Reparações: Chega avança com ação criminal inédita contra Marcelo por “traição à pátria”

André Ventura, líder do Chega, anunciou esta terça-feira que pretende avançar com um processo parlamentar contra Marcelo Rebelo de Sousa por traição à pátria.

“Não há memória que alguma vez isso tenha acontecido em Portugal. Nunca um chefe de Estado português, em 900 anos de história, decidiu fazer a autorresponsabilização dos nossos soldados, das Forças Armadas ou cidadãos”, indicou André Ventura, que salientou que o “pós-25 de Abril foi traumático”.

“Os espoliados, a quem nada foi pago, sentiram estas palavras como traição ao seu trabalho e à sua memória. Os corpos ainda hoje enterrados em África são testemunho vivo dessa traição. Recebemos centenas de contactos, de todo o país, de todos os setores a alertar para esta profundíssima traição a Portugal”, referiu.

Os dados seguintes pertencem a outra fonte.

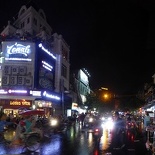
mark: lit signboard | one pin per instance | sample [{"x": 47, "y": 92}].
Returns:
[
  {"x": 83, "y": 77},
  {"x": 17, "y": 51},
  {"x": 18, "y": 64}
]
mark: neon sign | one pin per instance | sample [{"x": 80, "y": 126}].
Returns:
[
  {"x": 18, "y": 49},
  {"x": 48, "y": 52},
  {"x": 51, "y": 95},
  {"x": 47, "y": 66}
]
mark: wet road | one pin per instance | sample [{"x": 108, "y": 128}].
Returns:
[{"x": 74, "y": 141}]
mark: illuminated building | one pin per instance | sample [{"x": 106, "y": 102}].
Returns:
[{"x": 33, "y": 64}]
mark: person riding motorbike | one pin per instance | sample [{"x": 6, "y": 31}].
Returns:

“Este partido e o seu presidente não poderiam deixar de assinalar a gravidade das palavras [do presidente]. Em nome desses todos, decidimos avançar com processo inédito na nossa história parlamentar de acusação ao Presidente da República. A Assembleia deve agora tomar as diligências necessárias, no âmbito do artigo 130 da Constituição, nos próximos dias, para que o processo tenha avanço e que se chegue a um debate em plenário”, frisou o líder do Chega.

André Ventura referiu ainda que Marcelo “merece o nosso integral respeito enquanto chefe de Estado. É o nosso representante legítimo nas instituições. Estes mecanismos devem ser utilizados em casos excecionais, quando sentimos que nos deixa de representar e passa a representar outros interesses. O Presidente deixou de representar o interesse nacional. E mais grave quando depois das suas palavras pelo menos dois Estados já pediram reparação a Portugal. Este processo vai deixar marcas e frutos muito para além de nós políticos hoje”, indicou.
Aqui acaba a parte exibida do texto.